Cursi, como podía ser cuando se lo proponía, llegó acompañado por un trío. Cuando me identificó en la distancia, apresuró a los músicos hacia nosotros.

—¡Ahí, ahí! Ella es la que se me va. ¡Échenle pulmón!

Al ver a los tres gorditos bigotones vestidos de guayabera blanca, pantalones y huaraches del mismo color, cargando sus guitarras y corriendo hacia mí, intenté esconder mi rostro y entonces me encontré con la mirada emocionada de mi mamá y el enfado evidente de mi papá.

«¡Trágame, tierra! ¡Trágame, tierra! ¡Trágame, tierra!», repetí en silencio media docena de veces, pero el milagro de la combustión espontánea no se me cumplió.

Camilo se plantó frente a nosotros. El trío de gorditos se detuvo unos pasos detrás de él, preparándose para comenzar a cantar.

No puedo recordar la lista de boleros que Camilo y sus gorditos me cantaron; pues mientras ellos se gastaban el gaznate en su idea absurda de romanticismo, yo recitaba mentalmente una vasta cantidad de injurias en su contra y la de su parentela completa.

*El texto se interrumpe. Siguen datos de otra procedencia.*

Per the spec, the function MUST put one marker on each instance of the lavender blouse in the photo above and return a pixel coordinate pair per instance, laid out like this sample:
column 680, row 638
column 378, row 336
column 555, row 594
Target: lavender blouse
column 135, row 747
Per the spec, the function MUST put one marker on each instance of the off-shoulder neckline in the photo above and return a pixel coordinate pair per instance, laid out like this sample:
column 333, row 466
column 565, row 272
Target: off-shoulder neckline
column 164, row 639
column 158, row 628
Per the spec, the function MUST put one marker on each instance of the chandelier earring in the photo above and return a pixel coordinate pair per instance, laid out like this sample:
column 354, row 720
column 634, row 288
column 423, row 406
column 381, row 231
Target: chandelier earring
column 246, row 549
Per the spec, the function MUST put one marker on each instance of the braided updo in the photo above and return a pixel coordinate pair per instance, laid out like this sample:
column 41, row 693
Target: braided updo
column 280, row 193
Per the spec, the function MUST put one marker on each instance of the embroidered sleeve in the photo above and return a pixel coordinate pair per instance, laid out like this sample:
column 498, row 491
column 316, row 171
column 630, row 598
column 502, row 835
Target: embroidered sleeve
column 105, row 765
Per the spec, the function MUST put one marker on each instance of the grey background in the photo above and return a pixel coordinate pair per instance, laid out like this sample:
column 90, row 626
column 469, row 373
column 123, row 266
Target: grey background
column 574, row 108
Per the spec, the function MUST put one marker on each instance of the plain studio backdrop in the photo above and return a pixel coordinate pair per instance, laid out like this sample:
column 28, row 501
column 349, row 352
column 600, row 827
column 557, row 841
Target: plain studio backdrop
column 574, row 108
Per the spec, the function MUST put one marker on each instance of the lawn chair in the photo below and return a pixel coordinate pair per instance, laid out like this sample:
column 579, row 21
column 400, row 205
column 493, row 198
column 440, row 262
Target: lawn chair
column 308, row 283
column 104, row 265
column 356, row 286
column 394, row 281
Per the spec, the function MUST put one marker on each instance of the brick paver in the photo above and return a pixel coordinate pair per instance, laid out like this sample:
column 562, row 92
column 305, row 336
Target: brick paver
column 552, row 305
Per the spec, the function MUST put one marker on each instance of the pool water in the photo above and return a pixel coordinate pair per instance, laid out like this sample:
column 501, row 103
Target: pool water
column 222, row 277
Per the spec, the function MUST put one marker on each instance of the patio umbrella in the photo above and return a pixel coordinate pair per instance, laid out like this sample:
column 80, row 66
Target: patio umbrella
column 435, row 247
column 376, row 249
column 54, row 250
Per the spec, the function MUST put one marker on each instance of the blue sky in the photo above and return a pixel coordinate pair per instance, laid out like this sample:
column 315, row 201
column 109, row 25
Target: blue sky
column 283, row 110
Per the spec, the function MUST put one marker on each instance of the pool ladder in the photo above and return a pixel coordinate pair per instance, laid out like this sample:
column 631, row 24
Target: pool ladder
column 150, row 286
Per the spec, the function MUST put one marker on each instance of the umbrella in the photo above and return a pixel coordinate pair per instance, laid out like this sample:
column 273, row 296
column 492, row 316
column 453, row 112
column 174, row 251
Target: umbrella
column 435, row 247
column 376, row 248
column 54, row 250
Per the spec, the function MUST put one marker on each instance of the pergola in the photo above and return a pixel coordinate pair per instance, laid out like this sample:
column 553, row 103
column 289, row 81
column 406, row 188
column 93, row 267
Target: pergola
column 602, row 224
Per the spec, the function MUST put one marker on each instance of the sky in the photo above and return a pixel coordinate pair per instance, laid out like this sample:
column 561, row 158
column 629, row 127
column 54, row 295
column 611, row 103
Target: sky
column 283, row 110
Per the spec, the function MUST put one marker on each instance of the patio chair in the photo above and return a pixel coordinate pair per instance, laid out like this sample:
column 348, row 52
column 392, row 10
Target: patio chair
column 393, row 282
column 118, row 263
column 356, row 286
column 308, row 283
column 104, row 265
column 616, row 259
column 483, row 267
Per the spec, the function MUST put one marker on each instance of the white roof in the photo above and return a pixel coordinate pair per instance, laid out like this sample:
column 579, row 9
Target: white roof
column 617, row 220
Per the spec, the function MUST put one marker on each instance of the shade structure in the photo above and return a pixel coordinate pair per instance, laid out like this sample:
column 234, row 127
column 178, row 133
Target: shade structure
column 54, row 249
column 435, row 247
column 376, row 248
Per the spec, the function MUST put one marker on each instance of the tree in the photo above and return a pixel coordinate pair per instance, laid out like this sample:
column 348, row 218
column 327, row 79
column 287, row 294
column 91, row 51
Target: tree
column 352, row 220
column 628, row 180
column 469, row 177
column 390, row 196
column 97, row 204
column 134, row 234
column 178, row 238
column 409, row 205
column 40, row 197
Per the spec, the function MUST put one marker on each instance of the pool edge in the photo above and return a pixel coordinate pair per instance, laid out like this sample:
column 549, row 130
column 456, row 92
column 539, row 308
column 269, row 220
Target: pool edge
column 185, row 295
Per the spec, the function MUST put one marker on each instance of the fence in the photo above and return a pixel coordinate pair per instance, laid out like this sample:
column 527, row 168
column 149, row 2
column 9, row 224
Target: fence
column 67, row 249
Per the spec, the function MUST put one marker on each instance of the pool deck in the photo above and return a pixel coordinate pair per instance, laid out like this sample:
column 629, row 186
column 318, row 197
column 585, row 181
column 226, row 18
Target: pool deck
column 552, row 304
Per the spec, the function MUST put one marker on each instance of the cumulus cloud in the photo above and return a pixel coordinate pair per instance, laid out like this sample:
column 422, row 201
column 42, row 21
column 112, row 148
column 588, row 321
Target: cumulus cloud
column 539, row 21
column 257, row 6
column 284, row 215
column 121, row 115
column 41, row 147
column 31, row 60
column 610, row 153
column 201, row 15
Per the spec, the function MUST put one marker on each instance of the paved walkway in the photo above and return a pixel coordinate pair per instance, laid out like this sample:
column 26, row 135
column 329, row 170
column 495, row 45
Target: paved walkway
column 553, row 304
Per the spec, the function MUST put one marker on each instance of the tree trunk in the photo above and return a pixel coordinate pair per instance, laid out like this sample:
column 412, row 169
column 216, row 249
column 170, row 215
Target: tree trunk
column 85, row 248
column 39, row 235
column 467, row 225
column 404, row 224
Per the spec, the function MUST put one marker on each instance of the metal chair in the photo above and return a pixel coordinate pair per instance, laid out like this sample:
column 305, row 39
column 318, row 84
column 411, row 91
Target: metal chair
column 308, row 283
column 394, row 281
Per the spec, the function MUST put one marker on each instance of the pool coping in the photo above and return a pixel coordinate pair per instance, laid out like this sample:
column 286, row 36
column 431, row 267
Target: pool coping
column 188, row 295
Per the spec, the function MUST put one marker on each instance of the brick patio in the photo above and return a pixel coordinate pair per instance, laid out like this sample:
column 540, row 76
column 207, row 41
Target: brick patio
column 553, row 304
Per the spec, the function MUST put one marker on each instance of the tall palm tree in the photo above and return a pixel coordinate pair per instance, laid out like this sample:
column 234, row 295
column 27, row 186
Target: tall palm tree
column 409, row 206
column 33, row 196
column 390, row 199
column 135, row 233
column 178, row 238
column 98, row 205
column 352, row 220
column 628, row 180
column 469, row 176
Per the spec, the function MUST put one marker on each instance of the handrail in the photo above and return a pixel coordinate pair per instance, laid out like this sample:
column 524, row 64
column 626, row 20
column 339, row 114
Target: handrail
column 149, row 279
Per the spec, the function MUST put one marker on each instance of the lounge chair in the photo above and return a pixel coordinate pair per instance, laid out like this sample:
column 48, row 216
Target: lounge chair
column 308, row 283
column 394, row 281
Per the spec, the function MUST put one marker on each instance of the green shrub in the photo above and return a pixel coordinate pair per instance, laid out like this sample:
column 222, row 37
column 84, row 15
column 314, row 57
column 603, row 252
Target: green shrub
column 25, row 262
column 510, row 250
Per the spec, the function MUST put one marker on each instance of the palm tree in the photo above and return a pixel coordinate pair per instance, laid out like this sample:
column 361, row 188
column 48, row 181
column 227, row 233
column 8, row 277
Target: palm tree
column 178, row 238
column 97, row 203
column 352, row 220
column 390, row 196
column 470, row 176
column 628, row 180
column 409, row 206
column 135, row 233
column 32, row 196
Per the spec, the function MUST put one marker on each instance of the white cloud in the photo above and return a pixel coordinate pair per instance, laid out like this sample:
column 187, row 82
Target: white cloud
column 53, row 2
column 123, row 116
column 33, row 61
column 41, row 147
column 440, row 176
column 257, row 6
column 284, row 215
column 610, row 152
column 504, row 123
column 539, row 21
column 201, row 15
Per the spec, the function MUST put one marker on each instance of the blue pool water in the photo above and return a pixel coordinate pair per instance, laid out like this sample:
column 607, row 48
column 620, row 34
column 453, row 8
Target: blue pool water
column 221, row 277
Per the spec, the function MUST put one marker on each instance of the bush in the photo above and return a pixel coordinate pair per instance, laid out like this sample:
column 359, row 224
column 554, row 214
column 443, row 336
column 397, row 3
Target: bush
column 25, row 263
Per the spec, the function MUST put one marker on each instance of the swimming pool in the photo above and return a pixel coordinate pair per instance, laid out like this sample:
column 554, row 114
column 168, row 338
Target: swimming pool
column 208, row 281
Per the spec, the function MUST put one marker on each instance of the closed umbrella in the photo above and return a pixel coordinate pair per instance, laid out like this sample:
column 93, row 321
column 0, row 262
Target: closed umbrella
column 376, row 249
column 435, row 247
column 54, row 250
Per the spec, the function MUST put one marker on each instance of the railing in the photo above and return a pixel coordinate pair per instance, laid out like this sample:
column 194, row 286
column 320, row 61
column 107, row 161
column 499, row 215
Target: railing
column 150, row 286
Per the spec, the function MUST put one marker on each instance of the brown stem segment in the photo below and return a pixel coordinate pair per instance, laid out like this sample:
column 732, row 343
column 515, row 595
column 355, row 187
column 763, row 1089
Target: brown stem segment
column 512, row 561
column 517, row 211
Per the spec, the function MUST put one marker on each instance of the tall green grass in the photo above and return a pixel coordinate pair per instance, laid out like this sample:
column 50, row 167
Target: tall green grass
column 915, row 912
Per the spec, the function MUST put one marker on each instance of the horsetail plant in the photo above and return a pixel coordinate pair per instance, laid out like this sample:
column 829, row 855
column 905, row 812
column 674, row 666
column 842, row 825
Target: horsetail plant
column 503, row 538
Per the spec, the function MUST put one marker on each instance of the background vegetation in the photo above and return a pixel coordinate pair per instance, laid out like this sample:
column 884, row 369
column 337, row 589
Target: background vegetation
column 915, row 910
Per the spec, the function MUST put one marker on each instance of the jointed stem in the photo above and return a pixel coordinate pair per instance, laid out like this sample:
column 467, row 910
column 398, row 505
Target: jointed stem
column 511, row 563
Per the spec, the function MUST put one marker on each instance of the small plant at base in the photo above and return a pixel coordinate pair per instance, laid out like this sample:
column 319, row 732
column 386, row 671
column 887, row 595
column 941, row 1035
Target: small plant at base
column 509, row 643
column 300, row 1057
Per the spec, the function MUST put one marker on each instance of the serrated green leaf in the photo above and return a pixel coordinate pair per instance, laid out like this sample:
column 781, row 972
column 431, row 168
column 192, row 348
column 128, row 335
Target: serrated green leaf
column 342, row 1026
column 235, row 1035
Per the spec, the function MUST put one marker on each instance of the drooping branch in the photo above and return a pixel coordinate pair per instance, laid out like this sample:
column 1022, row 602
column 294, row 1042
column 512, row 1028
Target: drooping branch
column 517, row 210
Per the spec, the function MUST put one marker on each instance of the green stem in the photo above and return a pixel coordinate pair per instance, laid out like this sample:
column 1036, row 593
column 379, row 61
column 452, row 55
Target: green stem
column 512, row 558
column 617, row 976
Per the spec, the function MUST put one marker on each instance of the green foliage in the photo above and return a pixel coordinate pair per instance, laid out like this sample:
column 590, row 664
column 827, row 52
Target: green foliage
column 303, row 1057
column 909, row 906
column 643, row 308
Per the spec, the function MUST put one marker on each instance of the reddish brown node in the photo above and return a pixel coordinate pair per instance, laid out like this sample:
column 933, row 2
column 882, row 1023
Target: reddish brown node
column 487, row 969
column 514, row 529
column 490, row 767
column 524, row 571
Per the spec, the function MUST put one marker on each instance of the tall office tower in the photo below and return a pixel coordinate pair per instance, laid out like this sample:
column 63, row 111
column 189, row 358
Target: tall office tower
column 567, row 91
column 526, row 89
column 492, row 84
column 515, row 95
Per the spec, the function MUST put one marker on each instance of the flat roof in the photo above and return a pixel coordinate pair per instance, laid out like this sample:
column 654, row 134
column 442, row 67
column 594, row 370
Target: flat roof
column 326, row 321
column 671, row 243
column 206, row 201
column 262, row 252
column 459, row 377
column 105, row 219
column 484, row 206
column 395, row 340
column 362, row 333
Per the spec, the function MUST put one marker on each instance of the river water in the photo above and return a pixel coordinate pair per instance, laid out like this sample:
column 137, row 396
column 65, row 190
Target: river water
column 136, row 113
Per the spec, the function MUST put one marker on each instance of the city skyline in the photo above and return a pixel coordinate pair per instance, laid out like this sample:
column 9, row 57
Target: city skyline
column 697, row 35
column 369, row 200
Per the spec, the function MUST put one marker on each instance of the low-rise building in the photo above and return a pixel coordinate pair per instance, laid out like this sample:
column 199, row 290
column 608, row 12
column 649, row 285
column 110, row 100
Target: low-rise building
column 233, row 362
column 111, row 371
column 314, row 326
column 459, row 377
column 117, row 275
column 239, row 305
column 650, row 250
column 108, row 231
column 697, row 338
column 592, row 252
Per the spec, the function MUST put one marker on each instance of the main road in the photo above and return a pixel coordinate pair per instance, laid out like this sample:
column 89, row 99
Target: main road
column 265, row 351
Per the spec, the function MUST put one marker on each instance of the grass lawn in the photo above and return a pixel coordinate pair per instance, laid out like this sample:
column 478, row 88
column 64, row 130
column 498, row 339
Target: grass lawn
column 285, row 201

Cuando por fin acabaron con mi tortura, Camilo se acercó a uno de los gorditos y le dijo algo que no pude escuchar. Los tres hombres retrocedieron silenciosamente hacia la salida más cercana para esperarlo.

Camilo saludó a mi mamá con un abrazo y un beso en la mejilla.

—Doña Silvia.

Luego miró a mi papá, midiendo si debía extender la mano o no, optando por limitarse a asentir respetuosamente.

—Don Gustavo.

Mi mamá estaba en lágrimas y había recibido el saludo gustosamente; mi papá, en cambio, asintió muy ligeramente.

—Eva —Camilo por fin me miró—, no puedo dejar que te vayas sin decirte que no me importa lo que pase este año; aquí voy a estar. Te voy a esperar. Sé que cuando estés lista vas a regresar y vamos a casarnos y tener hijos y haremos realidad todo eso que habíamos planeado desde hace tiempo —Se detuvo únicamente porque sus pulmones no pudieron dar más, pero cuando recuperó el aliento no continuó.

Entonces entendí que estaba esperando una respuesta.

Me quedé en silencio. Miré a mis papás, ellos no dejaban de vernos; mi mamá, con los ojos llenos de ilusión; mi papá, con franco desprecio hacia Camilo.

—Mira, Camilo... —Hice una pausa, intentando comprarme unos instantes para domar al dragón que se había despertado en mi interior, y así poder responderle de manera respetuosa, pero mi mente se quedó en blanco.

—No digas nada —Se apresuró él, salvándonos a ambos de mi ira—. Sólo quería que supieras que voy a estar esperando tu regreso, eso es todo —Se dio vuelta y se apresuró hacia la salida en la cual le aguardaban los músicos.

Mi mamá se acercó para darme un abrazo, secándose las mejillas; más parecía haberla conmovido el teatrito de mi exnovio, que la idea de mi partida. Mi papá mantenía su expresión de piedra.

Una voz casi ininteligible rompió el silencio incómodo, anunciando mi vuelo y solamente pude sentir alivio.

Le di un abrazo muy breve a mi mamá y uno aún más breve a mi papá, me eché la mochila al hombro y me dirigí al área de revisión de seguridad con toda la prisa que me permitió la maleta.